Agarwood is a resinous wood that sometimes occurs in trees belonging to the Aquilaria genus, Thymelaeceae family. Aquilaria is a fast-growing, archaic tropical forest tree, which occurs in South and Southeast Asia, from the foothills of the Himalayas to the rainforests of Papua New Guinea.

The tree grows in natural forests at an altitude of a few meters above sea level to about 1000 meters, and it grows best around 500 meters. It can grow on a wide range of soils, including poor sandy soil. Seedlings need a lot of shade and water. Trees grow very fast, and start producing flowers and seeds as early as four years old. At least fifteen species of Aquilaria trees are known to produce the much sought-after Agarwood.

In South Asia Aquilaria achalloga is found, particularly in India, Aquilaria malaccensis is mostly known from Malaysia and Indonesia, and Aquilaria crassna principally grows in Indochina. A number of other species are known such as Aquilaria grandfolia, Aquilaria chinesis etc.

Usage

The “Wood of the Gods” has been traded and highly appreciated for thousands of years. Resinous wood is used as incense, for medicinal purposes, and pure resin in distilled form is used as perfume and perfume component. Outside native countries it is most widely known in the Middle East, China, Taiwan and Japan.

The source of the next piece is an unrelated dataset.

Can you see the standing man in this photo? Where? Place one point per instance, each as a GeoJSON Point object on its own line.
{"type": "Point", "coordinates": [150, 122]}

A strong connection exists between use, religion and curative properties, and elaborate traditional and religious ceremonies are known from around the world. Faith healers in the Middle East use it at curative ceremonies, Japanese pilgrims donate flowers and Agarwood oil to Shinto-Buddhist temples, and Vietnamese religious groups are obliged to bring Agarwood to ceremonies at their temples in Mekong delta communities.

Value
The value of first-grade Agarwood is extremely high. A whole range of qualities and products is on the market varying with geographical location and cultural deposition. Prices range from a few dollars per kilo for the lowest quality to over thirty thousand US dollars for top quality oil and resinous wood. Aquilaria crassna is listed as an endangered species in Viet Nam, and A. malaccensis is listed as endangered by the World Conservation Union, IUCN.

Extinction
Resin producing trees are endangered throughout their known habitat all across Southeast Asia. The main driving force, which initiated this project, was the recognition of unsustainable Aquilaria harvesting in natural forests that resulted in the near extinction of this tree genus in Viet Nam and elsewhere.

Aquilaria
crassna is now listed as a protected species in Vietnam, and Aquilaria malaccensis is a CITES red data book listed tree. Trade and harvesting restrictions will be virtually impossible to achieve if no alternative is developed to forest-based harvesting. In addition, both in the short and long-term, a natural resource base needs to be maintained to supply present and future Aquilaria plantations with genetic source material, in order to prevent plant decease, maintain diversity and possibly improve resin production.

Substitutes
Development of synthetic substitutes usually arises when sustainable supplies of the natural product are not available. One of the first questions pursued when contemplating the previous pilot project was: “is it possible to synthesize Agarwood and Agarwood oil?” The answer is a qualified no. Agarwood cannot be synthesized. Chemical substitutes are already available for perfume; these are cheap and constitute the least profitable end of the market.

In addition, these products do not come even close in mimicking the natural product and thus do not pose a threat to producing naturally based Agarwood products. The major chemical components responsible for the characteristic scent of Agarwood products, sesquiterterpenes, can in principle be synthesized. However, these are very complicated structures that will be extremely expensive to synthesize, which makes it commercially completely unattractive.